Wow, that far along then that you will have some images. That might mean it will be 6 months or less and we might have a model available. At some point my stack of models is going to topple over, better get building.


----------



## Carson Dyle (May 7, 2003)

Moebius said:


> It was one of those things that really didn't have much to do with who it was licensed through. We knew we wanted to do a Drac at some point, and by coincidence, someone suggested to Bela Jr that we might be a good fit for a kit of his Father. He mentioned that he owned all rights to likeness, and the Broadway play could be done with the single license through him. So here we are! Hopefully some images soon!


Lol, that's a terrific legal work-around.

The Lugosi Broadway Dracula is virtually indistinguishable from the Lugosi Universal Dracula. 

I'm not much of a figure kit builder, but you can put me down for one of these. 

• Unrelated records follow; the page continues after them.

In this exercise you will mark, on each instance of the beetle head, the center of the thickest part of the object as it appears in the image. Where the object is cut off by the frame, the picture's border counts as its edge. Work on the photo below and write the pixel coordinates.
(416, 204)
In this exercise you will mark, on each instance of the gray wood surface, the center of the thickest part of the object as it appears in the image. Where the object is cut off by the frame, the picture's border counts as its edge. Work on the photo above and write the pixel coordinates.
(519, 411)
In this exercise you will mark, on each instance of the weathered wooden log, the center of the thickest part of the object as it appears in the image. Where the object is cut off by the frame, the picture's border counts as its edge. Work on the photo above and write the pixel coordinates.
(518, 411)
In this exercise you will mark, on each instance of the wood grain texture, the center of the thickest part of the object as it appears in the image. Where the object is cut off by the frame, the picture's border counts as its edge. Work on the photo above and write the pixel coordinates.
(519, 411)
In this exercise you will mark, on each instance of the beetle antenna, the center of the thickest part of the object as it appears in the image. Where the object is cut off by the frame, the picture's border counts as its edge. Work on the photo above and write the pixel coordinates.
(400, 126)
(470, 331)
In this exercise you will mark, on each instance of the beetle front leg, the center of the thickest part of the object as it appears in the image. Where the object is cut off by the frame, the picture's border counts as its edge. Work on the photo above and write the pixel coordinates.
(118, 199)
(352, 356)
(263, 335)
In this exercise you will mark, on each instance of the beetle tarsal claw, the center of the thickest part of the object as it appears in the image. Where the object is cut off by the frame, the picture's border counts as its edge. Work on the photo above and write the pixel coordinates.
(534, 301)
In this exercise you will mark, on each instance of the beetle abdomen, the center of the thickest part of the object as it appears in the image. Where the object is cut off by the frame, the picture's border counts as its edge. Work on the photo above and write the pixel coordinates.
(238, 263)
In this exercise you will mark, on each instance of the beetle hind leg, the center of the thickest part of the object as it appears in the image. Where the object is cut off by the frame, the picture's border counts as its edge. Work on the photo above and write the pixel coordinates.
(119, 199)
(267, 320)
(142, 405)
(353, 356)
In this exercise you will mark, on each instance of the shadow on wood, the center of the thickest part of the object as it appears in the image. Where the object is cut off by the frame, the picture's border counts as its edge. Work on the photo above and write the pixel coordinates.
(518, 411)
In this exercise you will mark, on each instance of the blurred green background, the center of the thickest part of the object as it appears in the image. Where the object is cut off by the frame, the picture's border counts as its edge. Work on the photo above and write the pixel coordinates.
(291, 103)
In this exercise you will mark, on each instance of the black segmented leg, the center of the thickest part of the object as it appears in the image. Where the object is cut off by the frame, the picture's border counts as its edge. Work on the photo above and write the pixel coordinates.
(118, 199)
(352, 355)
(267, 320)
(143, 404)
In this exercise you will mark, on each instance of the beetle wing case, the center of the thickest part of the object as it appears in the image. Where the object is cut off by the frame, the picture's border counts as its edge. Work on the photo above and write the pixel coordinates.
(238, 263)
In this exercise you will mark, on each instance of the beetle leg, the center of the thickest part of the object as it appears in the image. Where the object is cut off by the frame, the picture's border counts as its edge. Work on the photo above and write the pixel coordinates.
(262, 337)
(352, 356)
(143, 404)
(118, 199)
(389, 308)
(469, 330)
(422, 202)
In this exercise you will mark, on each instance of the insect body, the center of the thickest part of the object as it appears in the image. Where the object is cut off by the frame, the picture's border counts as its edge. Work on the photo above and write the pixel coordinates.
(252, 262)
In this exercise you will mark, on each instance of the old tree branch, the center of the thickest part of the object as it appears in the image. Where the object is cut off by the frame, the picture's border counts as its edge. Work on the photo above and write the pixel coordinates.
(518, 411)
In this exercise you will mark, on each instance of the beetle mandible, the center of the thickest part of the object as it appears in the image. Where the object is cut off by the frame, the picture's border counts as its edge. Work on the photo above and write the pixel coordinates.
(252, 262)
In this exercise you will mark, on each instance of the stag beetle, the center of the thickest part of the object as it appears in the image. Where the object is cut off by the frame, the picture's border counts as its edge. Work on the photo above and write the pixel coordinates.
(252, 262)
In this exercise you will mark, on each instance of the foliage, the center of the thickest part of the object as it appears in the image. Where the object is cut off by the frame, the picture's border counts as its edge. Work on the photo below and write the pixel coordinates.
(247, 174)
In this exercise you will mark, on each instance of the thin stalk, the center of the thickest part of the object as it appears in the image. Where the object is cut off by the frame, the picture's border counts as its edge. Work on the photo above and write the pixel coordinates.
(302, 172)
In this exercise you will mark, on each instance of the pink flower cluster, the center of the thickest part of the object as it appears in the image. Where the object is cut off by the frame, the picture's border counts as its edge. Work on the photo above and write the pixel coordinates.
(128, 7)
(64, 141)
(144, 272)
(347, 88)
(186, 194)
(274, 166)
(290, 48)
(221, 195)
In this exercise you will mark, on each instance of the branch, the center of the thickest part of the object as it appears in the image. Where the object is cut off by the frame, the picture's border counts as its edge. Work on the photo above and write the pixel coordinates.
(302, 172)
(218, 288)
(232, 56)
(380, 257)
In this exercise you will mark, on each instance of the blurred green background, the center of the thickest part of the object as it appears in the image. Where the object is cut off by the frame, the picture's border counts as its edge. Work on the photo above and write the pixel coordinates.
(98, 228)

There have been a lot of (unlicensed) Dracula kits over the years, but I suspect Moebius will finally get it right.


----------



## docplastic (May 10, 2003)

*Revell's Dracula*

The executive in charge of bringing out Revell's recent reissues of the four ex-Aurora Universal monsters told me that the new Dracula head resulted from Revell's inability to get permission to use the original Aurora head from "the estate of Lugosi," not from objections by Universal. So Revell went with a new generic head sculpted by a Chicago area artist.

It looks like Frank has scored another success. Makes you wonder if a Lon Chaney, Jr. Wolf Man might be lurking out there is the mists.


----------



## StarshipClass (Aug 13, 2003)

Does anyone here know what the legal situation is regarding likenesses? Just out of curiosity, I'm wondering how long a likeness can be licensed vs. the copyright of works of art. 

From what I understand, a LOT of great properties are going out of copyright in the next decade as talkies from the late 1930s and early 1940s go past the 75 year mark. 

It seems strange to me that likenesses (of deceased people) would extend much beyond their deaths. The principle, it seems, would be similar in both cases. At some point, a person's likeness also becomes the property of our collective history vs. being a money-maker for the heirs.

There are some ways to take advantage of other avenues such as registered trademarks. For example, the heirs of Samuel Clemens trademarked the pen name, "Mark Twain." The works are still available copyright-free under Samuel Clemens, however.

There have been numerous extensions and special exemptions granted (for political reasons) to corporate patents and the like. Have similar things been going on with likenesses granting a sort of "title of nobility" to some families?


----------



## Y3a (Jan 18, 2001)

1 - SpinDrift in 1/35 scale
2 - 1/6 scale B9
3 - 1/6 scale Robby
4 - seaweed monster as display for smaller Seaview
5. Full Figure sets for all the larger scale models
6. a line of hobbiest clothing.


or...maybe not..............


----------



## StarshipClass (Aug 13, 2003)

Y3a said:


> 1 - SpinDrift in 1/35 scale
> 2 - 1/6 scale B9
> 3 - 1/6 scale Robby
> 4 - seaweed monster as display for smaller Seaview
> ...


You can count on "not," I'm sure 

One thing I'd like to see is a set of 1/35th figures, camp equipment, and chariot and spacepod to go with the J2 model kit. Yeah, I know the latter two would NOT fit inside the J2 and leave room for the established interior but they'd make neat diorama/display pieces in the same scale even if not as detailed as the 1/24th counterparts.


----------



## Dave Metzner (Jan 1, 1970)

So here we go again!

At I-Hobby in October - not more than 2 months ago we announced the end of 2009 and a big portion of 2010..
For 2009 we showed:
Frankenstein
Jupiter 2
Eye Gone Wild
Conan - Death Of Belit
And the Flying Sub landing gear -

All of those kits are here now...

For 2010 we announced:
BSG Colonial Viper Mk 2
Wonder Woman
Super Boy
Moonbus
Dracula
Pain Parlor
Gruesome goodies
Confederate Raider
1953 Hudson Hornet
1955 Chrysler C-300
2010 Navistar Lonestar tractor..

My count is SIXTEEN new kits for the end of 2009 and for 2010 announced to the public little more than two months ago in Chicago ...And yes we'll have a few more goodies at Toy Fair in February....

So what more do y'all want? 

Dave


----------



## Dave Metzner (Jan 1, 1970)

I think this thread is at a dead end - I'm going to close it..

Dave


----------



## Dave Metzner (Jan 1, 1970)

This thread is closed - see list of 2010 kits stuck at top of forum page today!
Dave


----------